Bioinformatic methods

Bioinformatics analysis and integration of all data set into a model

For each next generation sequencing analysis, we are doing the following: quality check and cleaning of the reads with FastQC (1) and cutadapt (2) programs followed by alignment of the reads to TAIR 10 genome ( )

using TopHat2 (3) and Bowtie2 (4) for RNA-seq and edgeR (5) and/or DEseq2 (6) packages in R program for ChIP-seq.

Peak calling of ChIP-seq data are done using MACS2 (7) program and association of peaks to genes are done with BEDTools program (8).  Peak pattern are analyzed using deeptools 2.0 program (9). Statistically significant changes in peak pattern between the genotypes are analyzed using the edgeR package algorithm.

For visualization of the data we are using IGV (10).

For mRNA-seq:

To obtain a broad view on the differences between the transcripts profiles of two different samples, a Principal Component Analysis (PCA) is conducted

For example when we compered callus and Leaves mRNA-seq in three replicates preforming the PCA samples profiles could be clearly distinguished (see in the attached file)
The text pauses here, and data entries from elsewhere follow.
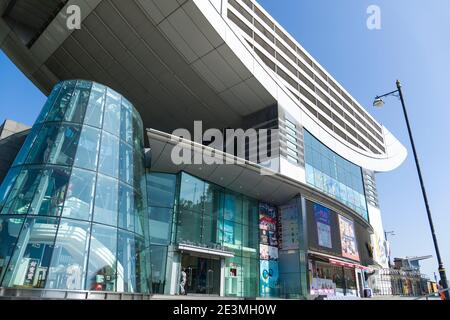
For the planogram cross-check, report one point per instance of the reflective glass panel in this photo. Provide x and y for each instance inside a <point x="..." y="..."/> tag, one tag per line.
<point x="102" y="259"/>
<point x="51" y="190"/>
<point x="126" y="207"/>
<point x="68" y="264"/>
<point x="88" y="147"/>
<point x="106" y="193"/>
<point x="109" y="155"/>
<point x="29" y="265"/>
<point x="112" y="112"/>
<point x="161" y="189"/>
<point x="80" y="195"/>
<point x="61" y="104"/>
<point x="9" y="232"/>
<point x="160" y="225"/>
<point x="94" y="111"/>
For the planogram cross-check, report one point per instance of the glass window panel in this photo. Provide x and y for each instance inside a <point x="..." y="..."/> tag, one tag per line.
<point x="333" y="174"/>
<point x="138" y="131"/>
<point x="58" y="110"/>
<point x="112" y="112"/>
<point x="43" y="145"/>
<point x="28" y="267"/>
<point x="233" y="208"/>
<point x="250" y="277"/>
<point x="160" y="225"/>
<point x="50" y="193"/>
<point x="94" y="111"/>
<point x="88" y="149"/>
<point x="62" y="150"/>
<point x="49" y="103"/>
<point x="126" y="207"/>
<point x="9" y="232"/>
<point x="210" y="235"/>
<point x="161" y="189"/>
<point x="25" y="149"/>
<point x="140" y="214"/>
<point x="233" y="277"/>
<point x="77" y="106"/>
<point x="109" y="160"/>
<point x="139" y="180"/>
<point x="68" y="264"/>
<point x="80" y="195"/>
<point x="158" y="260"/>
<point x="189" y="227"/>
<point x="126" y="126"/>
<point x="291" y="145"/>
<point x="126" y="264"/>
<point x="102" y="259"/>
<point x="191" y="193"/>
<point x="7" y="185"/>
<point x="21" y="195"/>
<point x="250" y="212"/>
<point x="106" y="193"/>
<point x="126" y="163"/>
<point x="250" y="240"/>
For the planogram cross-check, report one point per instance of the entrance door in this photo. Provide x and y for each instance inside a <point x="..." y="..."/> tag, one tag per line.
<point x="203" y="274"/>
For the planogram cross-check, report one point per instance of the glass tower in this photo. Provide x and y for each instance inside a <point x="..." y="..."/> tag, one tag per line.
<point x="72" y="207"/>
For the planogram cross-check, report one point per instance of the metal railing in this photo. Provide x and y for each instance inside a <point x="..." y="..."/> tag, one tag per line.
<point x="55" y="294"/>
<point x="435" y="294"/>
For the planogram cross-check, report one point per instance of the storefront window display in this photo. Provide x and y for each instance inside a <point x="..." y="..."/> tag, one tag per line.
<point x="331" y="280"/>
<point x="268" y="251"/>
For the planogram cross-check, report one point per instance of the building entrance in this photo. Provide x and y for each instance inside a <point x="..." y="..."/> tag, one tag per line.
<point x="202" y="274"/>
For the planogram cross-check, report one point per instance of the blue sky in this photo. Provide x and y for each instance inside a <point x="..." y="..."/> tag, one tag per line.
<point x="412" y="45"/>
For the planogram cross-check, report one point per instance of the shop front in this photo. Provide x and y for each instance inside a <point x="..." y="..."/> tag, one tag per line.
<point x="332" y="277"/>
<point x="337" y="253"/>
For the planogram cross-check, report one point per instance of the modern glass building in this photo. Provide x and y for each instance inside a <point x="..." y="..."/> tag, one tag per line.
<point x="92" y="209"/>
<point x="73" y="203"/>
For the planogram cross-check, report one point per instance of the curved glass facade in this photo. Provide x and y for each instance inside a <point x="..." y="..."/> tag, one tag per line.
<point x="333" y="175"/>
<point x="72" y="207"/>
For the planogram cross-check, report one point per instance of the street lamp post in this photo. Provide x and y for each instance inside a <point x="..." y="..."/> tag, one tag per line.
<point x="379" y="103"/>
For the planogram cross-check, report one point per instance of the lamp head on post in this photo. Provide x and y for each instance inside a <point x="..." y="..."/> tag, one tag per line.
<point x="378" y="103"/>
To do Gene Ontology analysis we are using the BiNGO application on Cytoscape platform (11)

Constructing a model for epigenetics marks regulating transcriptional states.
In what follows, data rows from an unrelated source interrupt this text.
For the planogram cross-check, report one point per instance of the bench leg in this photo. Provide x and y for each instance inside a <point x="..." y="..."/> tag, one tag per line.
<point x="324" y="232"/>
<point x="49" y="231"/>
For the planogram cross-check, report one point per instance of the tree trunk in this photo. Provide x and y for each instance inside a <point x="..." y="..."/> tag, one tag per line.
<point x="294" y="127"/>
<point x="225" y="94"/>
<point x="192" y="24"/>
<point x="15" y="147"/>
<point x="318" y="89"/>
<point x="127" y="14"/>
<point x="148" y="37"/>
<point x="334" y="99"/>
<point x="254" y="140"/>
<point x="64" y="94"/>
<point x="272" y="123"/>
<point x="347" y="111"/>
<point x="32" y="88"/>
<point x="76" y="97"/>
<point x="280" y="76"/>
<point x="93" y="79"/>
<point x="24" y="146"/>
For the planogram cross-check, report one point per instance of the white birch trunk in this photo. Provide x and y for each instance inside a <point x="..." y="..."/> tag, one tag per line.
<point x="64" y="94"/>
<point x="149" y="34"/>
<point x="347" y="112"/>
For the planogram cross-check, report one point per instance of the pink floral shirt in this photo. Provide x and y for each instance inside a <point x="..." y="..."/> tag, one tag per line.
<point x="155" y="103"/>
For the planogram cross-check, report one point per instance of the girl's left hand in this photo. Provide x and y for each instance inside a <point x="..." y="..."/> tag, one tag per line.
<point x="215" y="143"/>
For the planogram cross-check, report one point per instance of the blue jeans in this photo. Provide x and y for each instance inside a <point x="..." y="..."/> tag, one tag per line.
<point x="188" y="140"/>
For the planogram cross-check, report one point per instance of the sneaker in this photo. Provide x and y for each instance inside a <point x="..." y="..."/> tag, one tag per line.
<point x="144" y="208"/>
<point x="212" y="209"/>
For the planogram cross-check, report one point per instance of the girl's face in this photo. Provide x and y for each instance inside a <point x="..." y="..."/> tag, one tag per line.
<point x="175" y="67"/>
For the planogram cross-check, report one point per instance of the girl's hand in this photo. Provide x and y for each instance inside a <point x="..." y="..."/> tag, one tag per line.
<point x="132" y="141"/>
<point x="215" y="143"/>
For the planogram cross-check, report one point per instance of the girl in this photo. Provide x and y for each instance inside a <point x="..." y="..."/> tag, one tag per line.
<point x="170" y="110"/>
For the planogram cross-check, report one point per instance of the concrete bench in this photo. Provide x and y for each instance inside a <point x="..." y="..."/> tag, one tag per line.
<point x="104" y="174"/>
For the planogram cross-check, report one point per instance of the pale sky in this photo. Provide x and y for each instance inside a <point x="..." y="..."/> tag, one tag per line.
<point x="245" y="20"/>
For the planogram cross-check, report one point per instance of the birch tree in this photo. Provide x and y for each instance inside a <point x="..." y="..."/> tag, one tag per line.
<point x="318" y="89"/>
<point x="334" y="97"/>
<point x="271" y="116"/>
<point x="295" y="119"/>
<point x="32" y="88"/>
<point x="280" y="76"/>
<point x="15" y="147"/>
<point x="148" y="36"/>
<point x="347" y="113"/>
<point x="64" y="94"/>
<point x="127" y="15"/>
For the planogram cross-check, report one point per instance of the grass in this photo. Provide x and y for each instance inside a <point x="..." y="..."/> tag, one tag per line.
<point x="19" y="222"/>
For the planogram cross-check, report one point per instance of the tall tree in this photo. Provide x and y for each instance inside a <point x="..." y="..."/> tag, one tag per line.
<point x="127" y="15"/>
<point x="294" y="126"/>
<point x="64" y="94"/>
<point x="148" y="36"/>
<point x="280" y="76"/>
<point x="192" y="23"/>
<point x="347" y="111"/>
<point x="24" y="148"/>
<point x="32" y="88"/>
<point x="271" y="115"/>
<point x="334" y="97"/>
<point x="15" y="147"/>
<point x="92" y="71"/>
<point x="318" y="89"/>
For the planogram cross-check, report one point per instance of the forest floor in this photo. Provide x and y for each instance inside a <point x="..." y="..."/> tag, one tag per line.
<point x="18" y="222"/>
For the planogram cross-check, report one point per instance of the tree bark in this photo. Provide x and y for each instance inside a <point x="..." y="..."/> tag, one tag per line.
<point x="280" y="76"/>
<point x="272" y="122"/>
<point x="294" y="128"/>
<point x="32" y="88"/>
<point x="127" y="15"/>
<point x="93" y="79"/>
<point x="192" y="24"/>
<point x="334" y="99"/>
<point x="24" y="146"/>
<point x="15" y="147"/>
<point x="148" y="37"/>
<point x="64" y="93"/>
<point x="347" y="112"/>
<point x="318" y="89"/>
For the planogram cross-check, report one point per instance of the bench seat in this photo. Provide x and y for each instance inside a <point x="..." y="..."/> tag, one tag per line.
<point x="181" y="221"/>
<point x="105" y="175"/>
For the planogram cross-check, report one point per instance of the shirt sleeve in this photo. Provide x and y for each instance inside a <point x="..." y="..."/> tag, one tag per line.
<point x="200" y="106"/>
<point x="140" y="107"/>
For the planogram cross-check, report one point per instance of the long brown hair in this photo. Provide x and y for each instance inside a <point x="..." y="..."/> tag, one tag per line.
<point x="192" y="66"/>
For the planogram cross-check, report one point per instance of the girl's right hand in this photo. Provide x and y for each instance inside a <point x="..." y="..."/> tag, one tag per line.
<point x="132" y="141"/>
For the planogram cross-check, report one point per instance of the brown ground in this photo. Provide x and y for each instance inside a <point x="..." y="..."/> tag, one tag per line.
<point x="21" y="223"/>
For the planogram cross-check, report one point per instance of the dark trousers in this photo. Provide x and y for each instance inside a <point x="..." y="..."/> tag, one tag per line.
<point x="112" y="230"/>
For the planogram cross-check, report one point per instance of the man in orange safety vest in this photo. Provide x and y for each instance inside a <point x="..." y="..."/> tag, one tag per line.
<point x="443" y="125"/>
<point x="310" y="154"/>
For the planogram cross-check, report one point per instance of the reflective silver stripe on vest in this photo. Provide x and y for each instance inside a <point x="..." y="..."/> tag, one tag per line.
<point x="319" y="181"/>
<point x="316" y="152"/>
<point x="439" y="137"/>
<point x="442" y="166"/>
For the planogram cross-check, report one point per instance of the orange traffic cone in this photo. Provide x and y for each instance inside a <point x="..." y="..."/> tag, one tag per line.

Following the bioinformatics analysis we are generating tables with list of genes according to the questions that we are asking. Then we merged the data and extract the information we need.

For example we would like to know what genes harbor the H3K27me3 marks and are not expressed in WT callus, but in the emf2 mutant callus acquire H3K4me3 and are expressed.  For this set of genes there might be a competition between the PRC2 and the TrxG complexes on the binding site or that the marks itself can prevent the TrxG from setting the H3K4me3 mark.
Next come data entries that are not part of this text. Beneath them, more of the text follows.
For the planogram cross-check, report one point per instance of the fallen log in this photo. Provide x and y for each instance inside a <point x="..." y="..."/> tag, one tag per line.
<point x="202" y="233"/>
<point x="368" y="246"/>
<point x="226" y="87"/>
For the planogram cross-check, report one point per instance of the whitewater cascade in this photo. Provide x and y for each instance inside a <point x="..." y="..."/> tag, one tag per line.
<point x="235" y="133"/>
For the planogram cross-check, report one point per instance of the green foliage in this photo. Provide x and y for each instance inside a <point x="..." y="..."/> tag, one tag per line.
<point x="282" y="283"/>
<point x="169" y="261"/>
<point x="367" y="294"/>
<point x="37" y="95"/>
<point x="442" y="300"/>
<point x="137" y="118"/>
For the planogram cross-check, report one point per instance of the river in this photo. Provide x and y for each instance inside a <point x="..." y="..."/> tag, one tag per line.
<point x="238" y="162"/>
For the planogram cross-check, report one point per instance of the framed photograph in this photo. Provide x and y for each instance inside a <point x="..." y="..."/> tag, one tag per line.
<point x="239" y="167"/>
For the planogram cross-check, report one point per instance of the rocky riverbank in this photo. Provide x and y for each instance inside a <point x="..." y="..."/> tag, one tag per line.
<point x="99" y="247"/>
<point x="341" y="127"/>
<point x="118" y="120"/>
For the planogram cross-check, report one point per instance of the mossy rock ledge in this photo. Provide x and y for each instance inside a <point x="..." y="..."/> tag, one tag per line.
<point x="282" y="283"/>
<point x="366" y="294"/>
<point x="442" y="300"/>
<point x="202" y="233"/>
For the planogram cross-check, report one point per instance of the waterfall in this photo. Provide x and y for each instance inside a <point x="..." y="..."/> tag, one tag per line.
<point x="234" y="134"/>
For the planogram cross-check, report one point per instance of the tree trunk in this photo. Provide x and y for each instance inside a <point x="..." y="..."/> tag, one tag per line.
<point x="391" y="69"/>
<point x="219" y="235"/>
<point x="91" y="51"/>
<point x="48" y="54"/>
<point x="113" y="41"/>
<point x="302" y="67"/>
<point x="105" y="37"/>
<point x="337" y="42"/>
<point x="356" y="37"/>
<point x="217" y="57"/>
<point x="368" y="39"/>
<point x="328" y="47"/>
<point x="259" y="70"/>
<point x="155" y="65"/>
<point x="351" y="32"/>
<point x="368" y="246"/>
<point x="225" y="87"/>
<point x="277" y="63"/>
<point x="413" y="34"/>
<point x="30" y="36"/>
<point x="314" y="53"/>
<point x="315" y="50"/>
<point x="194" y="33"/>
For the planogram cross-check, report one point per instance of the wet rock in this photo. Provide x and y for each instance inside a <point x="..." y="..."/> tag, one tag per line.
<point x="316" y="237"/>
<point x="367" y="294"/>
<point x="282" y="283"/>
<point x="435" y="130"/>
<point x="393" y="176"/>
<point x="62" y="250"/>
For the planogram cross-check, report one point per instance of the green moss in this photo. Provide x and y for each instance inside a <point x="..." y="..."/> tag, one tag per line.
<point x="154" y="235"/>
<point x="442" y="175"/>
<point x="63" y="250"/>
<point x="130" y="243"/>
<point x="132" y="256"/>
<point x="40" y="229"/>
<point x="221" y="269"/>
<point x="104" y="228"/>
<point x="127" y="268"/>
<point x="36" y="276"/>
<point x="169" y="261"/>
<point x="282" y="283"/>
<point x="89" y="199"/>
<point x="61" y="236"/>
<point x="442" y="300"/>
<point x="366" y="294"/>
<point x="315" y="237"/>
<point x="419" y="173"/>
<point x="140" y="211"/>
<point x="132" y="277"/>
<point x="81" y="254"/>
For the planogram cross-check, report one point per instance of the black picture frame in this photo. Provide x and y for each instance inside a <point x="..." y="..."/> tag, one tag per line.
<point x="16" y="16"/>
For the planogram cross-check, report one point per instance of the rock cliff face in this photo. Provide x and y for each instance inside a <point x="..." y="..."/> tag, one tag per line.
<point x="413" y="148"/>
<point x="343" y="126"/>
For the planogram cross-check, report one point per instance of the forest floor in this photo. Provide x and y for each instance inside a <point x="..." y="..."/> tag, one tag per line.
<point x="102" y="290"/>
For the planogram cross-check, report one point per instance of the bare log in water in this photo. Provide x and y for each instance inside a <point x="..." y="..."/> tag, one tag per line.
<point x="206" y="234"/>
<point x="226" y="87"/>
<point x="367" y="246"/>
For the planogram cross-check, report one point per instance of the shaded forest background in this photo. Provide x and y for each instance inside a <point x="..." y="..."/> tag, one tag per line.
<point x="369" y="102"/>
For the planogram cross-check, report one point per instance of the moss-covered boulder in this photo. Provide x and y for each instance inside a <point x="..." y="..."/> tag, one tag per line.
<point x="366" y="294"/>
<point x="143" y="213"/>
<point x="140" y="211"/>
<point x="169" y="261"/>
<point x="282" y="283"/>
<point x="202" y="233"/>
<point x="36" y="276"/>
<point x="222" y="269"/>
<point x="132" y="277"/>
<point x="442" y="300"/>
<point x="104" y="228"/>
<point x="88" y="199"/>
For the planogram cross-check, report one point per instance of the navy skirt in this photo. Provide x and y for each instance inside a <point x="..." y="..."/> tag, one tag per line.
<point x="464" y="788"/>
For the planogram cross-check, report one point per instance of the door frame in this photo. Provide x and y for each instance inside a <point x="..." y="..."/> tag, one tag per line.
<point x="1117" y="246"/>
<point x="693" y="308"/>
We are making the following lists:

1. All genes marked by H3K27me3 in WT callus

2. All silenced genes in WT callus

3. All the expressed genes in the emf2 mutant callus

4. All the genes marked with H3K4me3 in the emf2 mutant callus

Then we combine table 1 and 2 and extract the genes appeared in both: having the mark and are silenced

Next we combine table 3 and 4 and extract the genes appeared in both: having the mark and are expressed

Next we combine the two lists to extract the genes that in WT are marked by H3K27me3 and silenced and in the emf2 are marked by H3K4me3 and are expressed

As soon as we will have the genome wide binding sits for EMF2 in WT callus and in the TrxG triple mutant callus as well as the binding sites for the TrxGs in WT and in the emf2 mutant we can conclude on the competition and the interaction between the two  complexes and between the complexes and the opposing marks.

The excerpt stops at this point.